See that I used the switch case as you taught me (formula above)

Regarding the offset column, I incorporated it into the calculation with a variable (var_qtd_prev_row). And with that, within the if or else if, I included the rule inside.
It was a way to learn as well.

Now, I would like to migrate this entire formula to the Java Snippet and see if our friend, takk, could help me.
In other words, I want to replicate exactly the result I achieved in the “column expressions” in the Java Snippet so that I can understand how it works.
Yesterday, I tried to do it myself, but I couldn’t include the variables.
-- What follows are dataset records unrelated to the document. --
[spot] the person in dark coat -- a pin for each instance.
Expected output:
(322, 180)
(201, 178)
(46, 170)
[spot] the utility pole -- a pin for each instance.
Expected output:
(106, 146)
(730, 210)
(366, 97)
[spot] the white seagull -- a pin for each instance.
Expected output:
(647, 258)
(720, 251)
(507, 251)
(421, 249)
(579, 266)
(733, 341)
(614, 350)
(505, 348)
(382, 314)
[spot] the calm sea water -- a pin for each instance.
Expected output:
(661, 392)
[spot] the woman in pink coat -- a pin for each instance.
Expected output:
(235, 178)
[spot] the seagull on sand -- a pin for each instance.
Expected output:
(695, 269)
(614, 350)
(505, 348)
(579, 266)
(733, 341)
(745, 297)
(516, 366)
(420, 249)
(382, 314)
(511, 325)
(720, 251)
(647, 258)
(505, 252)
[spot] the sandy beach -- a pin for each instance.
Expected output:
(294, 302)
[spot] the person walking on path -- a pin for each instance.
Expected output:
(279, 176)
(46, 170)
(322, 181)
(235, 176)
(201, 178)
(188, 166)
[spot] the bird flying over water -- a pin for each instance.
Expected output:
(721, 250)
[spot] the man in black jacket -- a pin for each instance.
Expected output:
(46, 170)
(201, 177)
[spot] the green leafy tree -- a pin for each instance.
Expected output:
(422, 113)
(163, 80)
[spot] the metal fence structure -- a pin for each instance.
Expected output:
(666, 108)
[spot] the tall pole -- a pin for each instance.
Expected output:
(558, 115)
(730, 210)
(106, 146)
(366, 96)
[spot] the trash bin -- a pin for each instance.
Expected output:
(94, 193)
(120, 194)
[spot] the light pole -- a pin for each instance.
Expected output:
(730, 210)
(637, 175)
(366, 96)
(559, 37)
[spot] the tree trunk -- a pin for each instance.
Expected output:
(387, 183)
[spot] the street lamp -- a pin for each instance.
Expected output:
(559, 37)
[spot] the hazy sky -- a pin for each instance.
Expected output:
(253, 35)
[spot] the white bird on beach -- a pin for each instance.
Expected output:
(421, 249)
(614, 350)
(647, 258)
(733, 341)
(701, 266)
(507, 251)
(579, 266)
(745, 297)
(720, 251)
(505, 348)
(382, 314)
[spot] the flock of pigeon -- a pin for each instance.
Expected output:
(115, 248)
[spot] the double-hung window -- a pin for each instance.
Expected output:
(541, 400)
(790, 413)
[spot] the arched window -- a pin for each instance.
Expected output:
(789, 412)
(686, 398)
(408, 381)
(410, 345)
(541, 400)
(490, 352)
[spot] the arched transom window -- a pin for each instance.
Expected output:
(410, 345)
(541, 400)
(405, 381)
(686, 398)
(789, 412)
Actually, right from the start, with the row index, the rule is not the same.
For example, in the column expression, the rule for the row index is simple, just type rowindex().
But it seems to me that the Java Snippet is totally different.

Later, I will open a new topic, set up the flow, and notify takk to see if he can simulate it for me and recreate it in Java. It will be a way for me to learn and it becomes easier when it’s a subject I’m familiar with.
In another topic, @ArjenEX helped me with a question I asked about whether it’s possible to fill two columns at the same time using the same variable as output, and in Java Snippet it’s possible. I found it very interesting. But learning Java is complex, there are different concepts.

But anyway, what you taught me about the switch changed everything for me. I will use it a lot.
There must be so much more to learn with “column expressions” still.

1 Like

Hello @Felipereis50,

I just shared links but you did all the work so congrats. Anyways glad it helped.

Br,
Ivan

This topic was automatically closed 7 days after the last reply. New replies are no longer allowed.